Detection of vitronectin by ligand blotting with type 1 plasminogen activator inhibitor

Ligand blotting procedures were developed for the detection of type 1 plasminogen activator inhibitor (PAI-1) binding protein(s) (BPs) transferred to nitrocellulose sheets after sodium dodecyl sulfate polyacrylamide gel electrophoresis (SDS-PAGE). Purified vitronectin (Vn), a well characterised PAI-1 BP, was employed to optimise this assay system.

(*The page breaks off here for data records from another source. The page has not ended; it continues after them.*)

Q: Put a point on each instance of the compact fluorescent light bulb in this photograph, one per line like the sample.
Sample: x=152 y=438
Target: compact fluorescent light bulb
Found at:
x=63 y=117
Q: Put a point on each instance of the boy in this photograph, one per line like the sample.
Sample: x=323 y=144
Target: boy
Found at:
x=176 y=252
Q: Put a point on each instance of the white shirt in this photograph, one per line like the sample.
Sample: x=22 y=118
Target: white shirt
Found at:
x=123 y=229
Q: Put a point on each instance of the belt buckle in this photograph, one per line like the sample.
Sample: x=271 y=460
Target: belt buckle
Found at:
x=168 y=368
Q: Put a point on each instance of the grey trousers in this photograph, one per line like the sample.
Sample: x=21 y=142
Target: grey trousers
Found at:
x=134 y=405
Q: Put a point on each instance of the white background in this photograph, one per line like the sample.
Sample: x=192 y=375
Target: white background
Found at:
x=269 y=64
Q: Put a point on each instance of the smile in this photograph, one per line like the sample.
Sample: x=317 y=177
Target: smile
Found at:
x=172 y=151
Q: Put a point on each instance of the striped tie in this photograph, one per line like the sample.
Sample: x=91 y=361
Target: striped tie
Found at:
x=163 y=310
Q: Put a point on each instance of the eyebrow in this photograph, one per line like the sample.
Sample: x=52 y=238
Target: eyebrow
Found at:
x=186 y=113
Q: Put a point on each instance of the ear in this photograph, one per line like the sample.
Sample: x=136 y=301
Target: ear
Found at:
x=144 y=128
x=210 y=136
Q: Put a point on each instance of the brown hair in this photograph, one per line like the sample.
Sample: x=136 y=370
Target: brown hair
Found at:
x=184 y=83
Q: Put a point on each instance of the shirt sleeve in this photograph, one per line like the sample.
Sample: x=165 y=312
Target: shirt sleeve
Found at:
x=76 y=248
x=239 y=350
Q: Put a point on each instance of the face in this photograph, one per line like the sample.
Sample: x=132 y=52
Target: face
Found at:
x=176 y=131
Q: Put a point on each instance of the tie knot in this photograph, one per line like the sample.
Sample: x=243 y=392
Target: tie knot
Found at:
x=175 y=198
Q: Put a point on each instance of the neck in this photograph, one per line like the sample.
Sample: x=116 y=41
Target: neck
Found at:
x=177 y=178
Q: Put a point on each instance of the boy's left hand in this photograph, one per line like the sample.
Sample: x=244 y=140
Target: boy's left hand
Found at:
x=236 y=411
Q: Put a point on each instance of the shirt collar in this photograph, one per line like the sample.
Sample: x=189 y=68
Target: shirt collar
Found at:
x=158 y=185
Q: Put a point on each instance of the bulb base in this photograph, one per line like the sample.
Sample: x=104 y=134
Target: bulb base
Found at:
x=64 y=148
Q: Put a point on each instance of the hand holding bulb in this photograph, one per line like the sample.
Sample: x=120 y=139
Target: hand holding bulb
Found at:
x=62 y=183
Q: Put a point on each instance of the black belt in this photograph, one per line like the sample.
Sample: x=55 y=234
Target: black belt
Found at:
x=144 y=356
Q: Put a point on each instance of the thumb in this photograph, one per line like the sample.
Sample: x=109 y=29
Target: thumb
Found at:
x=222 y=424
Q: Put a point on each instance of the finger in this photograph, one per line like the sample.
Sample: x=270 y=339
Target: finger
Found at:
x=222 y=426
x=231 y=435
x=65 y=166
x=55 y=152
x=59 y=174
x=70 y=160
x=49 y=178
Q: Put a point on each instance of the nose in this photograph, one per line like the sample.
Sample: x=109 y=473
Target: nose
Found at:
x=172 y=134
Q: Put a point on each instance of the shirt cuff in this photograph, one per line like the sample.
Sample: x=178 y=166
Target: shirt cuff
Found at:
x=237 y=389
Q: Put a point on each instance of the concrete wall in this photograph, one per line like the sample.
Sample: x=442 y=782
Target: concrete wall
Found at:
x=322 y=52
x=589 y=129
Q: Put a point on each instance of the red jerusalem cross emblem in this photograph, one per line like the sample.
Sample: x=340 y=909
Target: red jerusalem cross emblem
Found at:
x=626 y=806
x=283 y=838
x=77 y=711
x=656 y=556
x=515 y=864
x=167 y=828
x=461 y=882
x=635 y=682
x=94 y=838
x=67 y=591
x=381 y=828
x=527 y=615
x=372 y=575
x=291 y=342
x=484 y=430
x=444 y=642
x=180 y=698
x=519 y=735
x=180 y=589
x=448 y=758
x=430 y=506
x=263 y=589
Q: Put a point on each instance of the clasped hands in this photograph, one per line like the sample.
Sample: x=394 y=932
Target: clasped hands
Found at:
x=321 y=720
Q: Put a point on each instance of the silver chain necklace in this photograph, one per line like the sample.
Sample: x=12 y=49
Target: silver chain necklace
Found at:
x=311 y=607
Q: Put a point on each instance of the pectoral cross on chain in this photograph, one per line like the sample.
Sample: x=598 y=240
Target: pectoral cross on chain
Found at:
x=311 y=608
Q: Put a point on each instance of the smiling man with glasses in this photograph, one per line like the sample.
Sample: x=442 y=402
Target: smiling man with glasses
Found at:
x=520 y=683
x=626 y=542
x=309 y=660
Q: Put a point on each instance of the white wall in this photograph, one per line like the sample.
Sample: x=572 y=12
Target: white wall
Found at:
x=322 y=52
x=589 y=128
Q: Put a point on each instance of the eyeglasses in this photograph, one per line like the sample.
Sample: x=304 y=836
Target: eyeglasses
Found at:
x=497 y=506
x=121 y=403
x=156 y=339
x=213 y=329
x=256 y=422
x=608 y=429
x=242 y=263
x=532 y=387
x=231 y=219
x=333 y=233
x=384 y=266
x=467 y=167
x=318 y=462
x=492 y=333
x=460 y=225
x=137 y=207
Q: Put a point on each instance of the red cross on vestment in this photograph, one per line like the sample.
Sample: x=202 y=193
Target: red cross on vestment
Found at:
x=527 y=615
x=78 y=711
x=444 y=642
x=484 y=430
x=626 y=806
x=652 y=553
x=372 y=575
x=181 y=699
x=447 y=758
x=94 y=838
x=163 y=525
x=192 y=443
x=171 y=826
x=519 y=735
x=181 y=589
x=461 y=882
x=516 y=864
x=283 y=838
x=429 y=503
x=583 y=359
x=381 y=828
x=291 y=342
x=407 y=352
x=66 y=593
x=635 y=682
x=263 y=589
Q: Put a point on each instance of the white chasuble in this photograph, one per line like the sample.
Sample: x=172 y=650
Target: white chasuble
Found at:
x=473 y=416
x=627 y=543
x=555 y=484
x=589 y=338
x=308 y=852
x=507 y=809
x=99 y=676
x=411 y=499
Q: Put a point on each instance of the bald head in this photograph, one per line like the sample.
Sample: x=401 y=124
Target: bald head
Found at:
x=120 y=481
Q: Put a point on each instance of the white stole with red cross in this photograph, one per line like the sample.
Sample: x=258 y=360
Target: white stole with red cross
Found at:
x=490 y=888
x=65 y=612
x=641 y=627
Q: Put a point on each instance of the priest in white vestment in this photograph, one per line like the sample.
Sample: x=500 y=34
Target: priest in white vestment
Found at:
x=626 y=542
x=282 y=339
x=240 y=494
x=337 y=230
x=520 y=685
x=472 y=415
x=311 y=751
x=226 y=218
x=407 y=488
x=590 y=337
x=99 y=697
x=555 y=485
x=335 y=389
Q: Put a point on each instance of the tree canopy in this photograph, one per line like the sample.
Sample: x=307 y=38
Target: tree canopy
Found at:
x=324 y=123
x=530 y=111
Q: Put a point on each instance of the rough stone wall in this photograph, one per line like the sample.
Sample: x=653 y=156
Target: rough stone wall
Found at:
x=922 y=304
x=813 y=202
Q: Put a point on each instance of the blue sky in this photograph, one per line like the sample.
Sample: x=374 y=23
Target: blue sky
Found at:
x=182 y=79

After blocking with casein, the sheets were washed and then incubated with either ¹²⁵I-labelled PAI-1 (direct assay), or with unlabelled PAI-1 followed by a polyclonal antiserum to PAI-1 (indirect assay). In the latter case, the bound antibody was detected by using an ¹²⁵I-labelled second antibody. Binding was dose-dependent with respect to both Vn and PAI-1, and only active PAI-1 bound to Vn (i.e. latent PAI-1 and PAI-1 in complex with tissue-type plasminogen activator (t-PA), did not bind to Vn in this system). Moreover, t-PA, arginine and acidic conditions dissociated PAI-1 from Vn adsorbed to nitrocellulose. Analysis of bovine plasma by these techniques revealed the presence of a single PAI-I BP, and this protein was recognised by antisera to Vn. These results indicate that Vn previously fractionated by SDS-PAGE and transferred to nitrocellulose, continues to bind to PAI-I in a manner that resembles its behaviour in plasma and on extracellular matrix. These ligand blotting procedures may thus represent useful new approaches for the detection of other SDS-stable PAI-1 binding proteins in biological samples.